Google's Antitrust Battle: The High-Stakes Implications for the Internet Search Giant

Google is set to go to court in a high-stakes legal showdown with government officials, accused of antitrust violations in its massive search business. This trial, beginning this week in Washington, marks the culmination of two ongoing lawsuits against Google, initiated during the Trump administration, and is regarded as the country's most significant monopolization case since the government's actions against Microsoft in the 1990s.

Both the Justice Department and numerous states alleged in 2020 that Google was abusing its dominance in online search by striking deals with wireless carriers and smartphone manufacturers, making Google Search the default or exclusive option on products used by millions of consumers. These complaints were eventually consolidated into a single case.

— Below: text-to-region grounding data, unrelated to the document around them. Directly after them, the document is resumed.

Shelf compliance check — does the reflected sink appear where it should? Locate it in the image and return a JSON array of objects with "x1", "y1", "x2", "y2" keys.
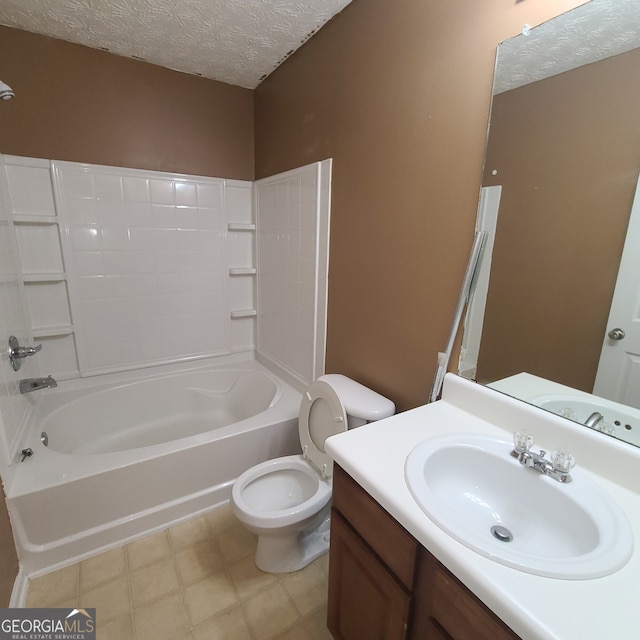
[
  {"x1": 528, "y1": 394, "x2": 640, "y2": 446},
  {"x1": 405, "y1": 435, "x2": 633, "y2": 579}
]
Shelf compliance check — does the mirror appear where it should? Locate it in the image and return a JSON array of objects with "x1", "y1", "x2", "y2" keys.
[{"x1": 460, "y1": 0, "x2": 640, "y2": 442}]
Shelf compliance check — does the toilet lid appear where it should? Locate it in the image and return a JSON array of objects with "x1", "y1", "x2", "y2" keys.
[{"x1": 298, "y1": 380, "x2": 347, "y2": 478}]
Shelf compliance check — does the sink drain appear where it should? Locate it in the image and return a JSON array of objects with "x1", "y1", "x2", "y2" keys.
[{"x1": 491, "y1": 524, "x2": 513, "y2": 542}]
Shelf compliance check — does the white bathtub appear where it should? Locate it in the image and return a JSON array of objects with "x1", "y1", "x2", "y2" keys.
[{"x1": 6, "y1": 360, "x2": 301, "y2": 575}]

Google has consistently argued that it competes fairly, with consumers choosing its tools based on their quality rather than any illegal restrictions on competition. Google's search business contributes over half of its parent company Alphabet's $283 billion in revenue and $76 billion in net income recorded in 2022, driving the company's market capitalization to over $1.7 trillion.

The upcoming multi-week trial could have a significant impact on how Google distributes its search engine. It is expected to feature testimony from notable witnesses, including former Google and Samsung employees and Apple executives, including senior vice president Eddy Cue. This case is the first in a series of legal challenges aimed at addressing Google's extensive economic power and will test the courts' willingness to regulate large tech platforms.

Kent Walker, Google's President of Global Affairs, characterized the case as a "backward-looking" one at a time when innovation is unprecedented. He emphasized that people choose to use Google because they want to, not because they are forced to. He also pointed out that changing one's default search engine is now effortless, contrasting with the era of dial-up internet and CD-ROMs.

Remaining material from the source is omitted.